Suraya est choquée. Elle ne cachait pas son expression de surprise sur son visage.
« Munir… c’est la première fois que tu dis ça… »
« Je sais… Je suis désolé de ne t’avoir jamais exprimé mes sentiments pendant tout ce temps, Sura. Mais tu le sais ? Je t’aime vraiment… «
Sura a hoché la tête tout en se couvrant la bouche. Elle était émue. Bien qu’elle le sache, l’entendre des propres lèvres de Munir la rendait si joyeuse que des larmes coulaient dans ses yeux.
Munir a attiré Suraya dans ses bras.
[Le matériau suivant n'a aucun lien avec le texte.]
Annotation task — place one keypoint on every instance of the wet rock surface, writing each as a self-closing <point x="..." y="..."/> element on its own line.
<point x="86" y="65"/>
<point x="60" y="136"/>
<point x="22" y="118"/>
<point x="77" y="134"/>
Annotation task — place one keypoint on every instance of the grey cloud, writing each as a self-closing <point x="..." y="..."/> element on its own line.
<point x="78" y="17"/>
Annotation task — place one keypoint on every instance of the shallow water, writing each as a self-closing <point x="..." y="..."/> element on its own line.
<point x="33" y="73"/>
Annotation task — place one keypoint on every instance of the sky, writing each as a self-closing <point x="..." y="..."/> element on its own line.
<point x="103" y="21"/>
Il a embrassé son front. Le simple fait de lire la mort de Suraya dans le roman noir lui avait suffi pour réaliser qu’il ne pourrait pas supporter de la perdre. Que cela n’arrivait pas que dans l’histoire. Il ne laissera pas Suraya mourir dans la réalité. Munir deviendrait fou si cela arrivait vraiment.
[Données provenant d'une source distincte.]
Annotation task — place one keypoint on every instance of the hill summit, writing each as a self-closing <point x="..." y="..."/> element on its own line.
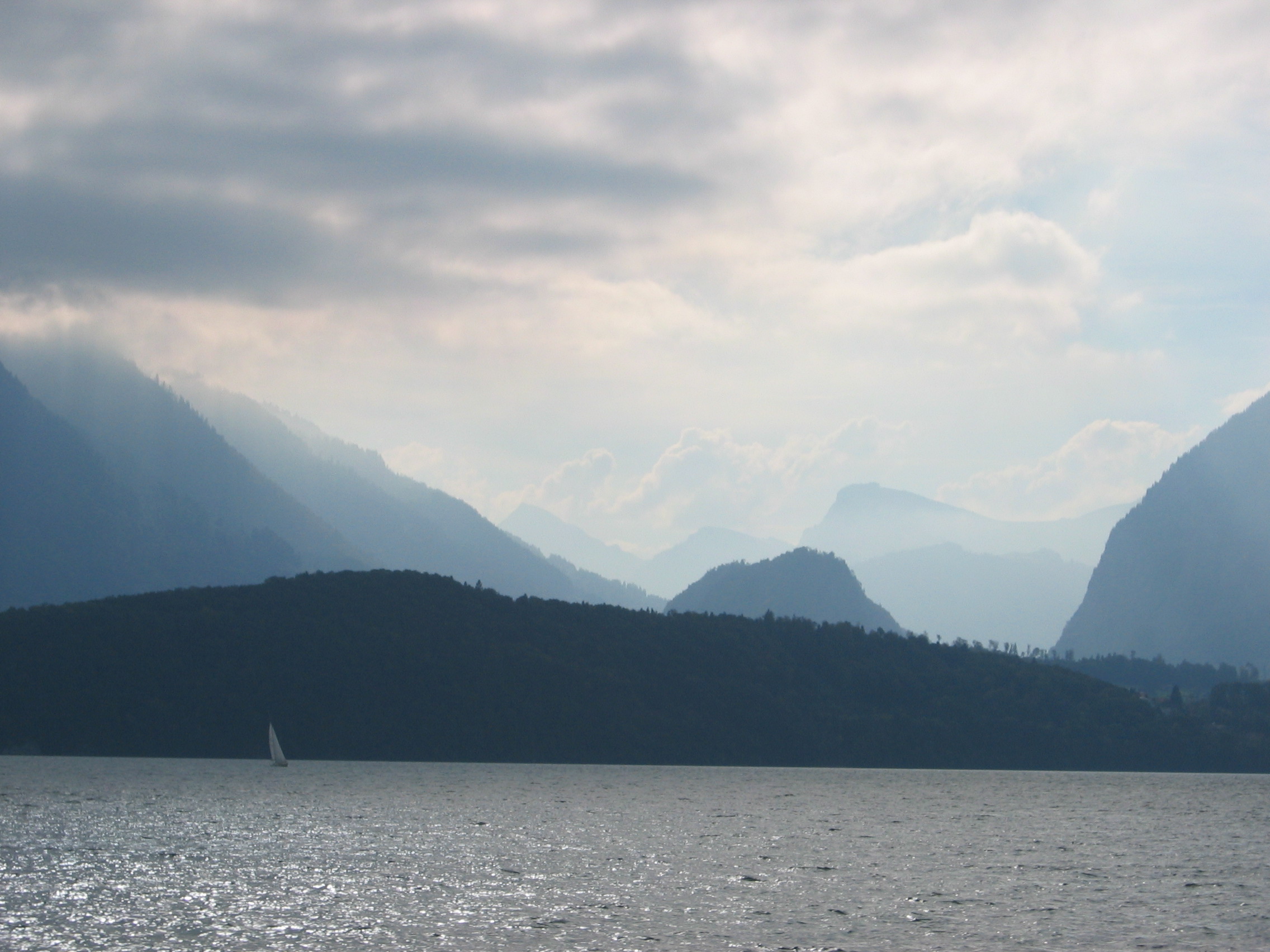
<point x="799" y="584"/>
Munir a salué Adib et Suraya alors que le Kancil[8] bleu quittait sa maison. Puis, il a sauté dans sa voiture et s’est rendu au poste de police pour régler l’affaire du meurtre d’Azwa.
Munir est resté au poste de police toute la journée, bien qu’il ait été suspendu. Pourtant, il ne s’est pas plaint, même pas un peu. Il considère que c’est sa responsabilité envers Azwa. Le soir, les choses se sont améliorées pour lui car il a reçu un avis de ses supérieurs l’informant qu’il pourrait reprendre le travail la semaine prochaine. Munir a également été autorisé à s’occuper d’Adib jusqu’à ce que son tuteur légal soit trouvé.
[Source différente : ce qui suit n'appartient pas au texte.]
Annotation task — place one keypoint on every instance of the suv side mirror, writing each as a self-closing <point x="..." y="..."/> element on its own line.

Munir s’est allongé sur le canapé dès qu’il est rentré chez lui. Il est très fatigué. Il a appelé Suraya pour lui demander comment elle allait et on lui a répondu qu’elle s’amusait avec Adib. Ils venaient de finir de regarder un film. Adib était ravi car il n’était jamais allé au cinéma auparavant. Ils avaient prévu de se remplir l’estomac au KFC ensuite. Munir était soulagé d’entendre cela. Au moins maintenant Adib n’était plus seul puisque Suraya savait comment divertir les gens, contrairement à lui qui était toujours sérieux et ennuyeux.
Munir se tourna vers sa droite et vit son bagage qui était toujours emballé. Il se rappelle alors que le roman est dans le sac. Munir sortit le roman qui, ces derniers temps, le perturbait émotionnellement, il décida de le jeter à la poubelle.
Mais lorsqu’il s’est retrouvé devant la poubelle, le roman, pour une raison quelconque, est resté collé à sa main. C’était comme s’il ne voulait pas le lâcher. Munir a inspecté le roman à nouveau. Il a parcouru les pages par curiosité.
« Il ne reste plus beaucoup de pages… » se dit Munir.
Et donc, tout comme un drogué en sevrage qui a finalement obtenu une autre dose, Munir a immédiatement recommencé à lire le roman, même s’il savait que le roman n’apporterait rien de bon à sa vie. En fait, il ne lui apporterait que des ennuis.
[1] Salam : Terme désignant les salutations islamiques « assalamualaikum ».
[2] Pied droit : On apprend aux musulmans à commencer toute activité en utilisant le côté droit du corps, à quelques exceptions près.
[3] Adhan : L’appel de la mosquée, cinq fois par jour, pour le culte obligatoire.
[4] Baju kurung : Version féminine du baju melayu. Costume traditionnel malais couramment utilisé comme uniforme dans certains établissements et également comme uniforme scolaire.
[5] Maghrib : Juste après la prière du coucher du soleil.
[6] Dato’ ou Datuk : Le Dato’ est le propriétaire d’une distinction Datoship, accordée en raison de sa contribution au gouvernement local. Il ne peut être conféré que par un souverain royal héréditaire de l’un des neuf États malais. L’équivalent le plus proche serait le knighthood britannique.
[7] al-Fatihah : Le premier chapitre du Coran. Sa récitation pendant les prières est obligatoire. En dehors de cela, il est récité pratiquement à chaque début d’une occasion, étant donné que le mot fatihah signifie ouverture/début.
[8] Perodua Kancil : Voiture urbaine fabriquée par le constructeur automobile malaisien Perodua d’août 1994 à 2009.